The nine lowest-lying singlet and triplet (X (1)Sigma(+), 2 (1)Sigma(+), 3 (1)Sigma(+), (3)Sigma(+), 1 (3,1)Pi, 2 (3)Pi, and (3,1)Delta) electronic states of AgBr were studied through state-specific Complete Active Space Self-Consistent Field with 16 active electrons in 12 orbitals followed by extensive Averaged Coupled Pair Functional and CIPT2 calculations with large optimized valence basis sets. The spin-orbit effects were included to obtain the Omega fine-structure states arising from the |Lambda S Sigma> parents. Even before the inclusion of the spin-orbit effects, the 2 (1)Sigma(+) and 3 (1)Sigma(+) states present shallow minima near the equilibrium geometry of the ground state. The 2 (1)Sigma(+) state has another minimum around 8.0 a.u. and is attractive up to 20 a.u. The lowest (3,1)Pi states were found to be totally repulsive while the (3,1)Delta states present deep minima around 4.8 a.u.

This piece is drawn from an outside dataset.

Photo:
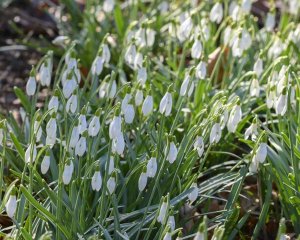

Most of the calculated spectroscopic constants for the ground and B states are slightly improved with respect to the previous theoretical study using the much smaller CASSCF(16,10) reference wave functions [M. Guichemerre et al., Chem. Phys. 280, 71 (2002)]. The observed B<--X transition is confirmed as arising from the singlet-to-singlet 0(+)(2 (1)Sigma(+))<--0(+)(X (1)Sigma(+)) excitation around 31 900 cm(-1). However, at variance with the previous theoretical prediction, the C(Omega=0(+)) state is dominated around the equilibrium geometry of the ground state by the third (1)Sigma(+) state with a small contribution from the 2 (3)Pi state around 43,500 cm(-1); thus the X-C excitation is now explained as arising also from a singlet-to-singlet spin-allowed transition.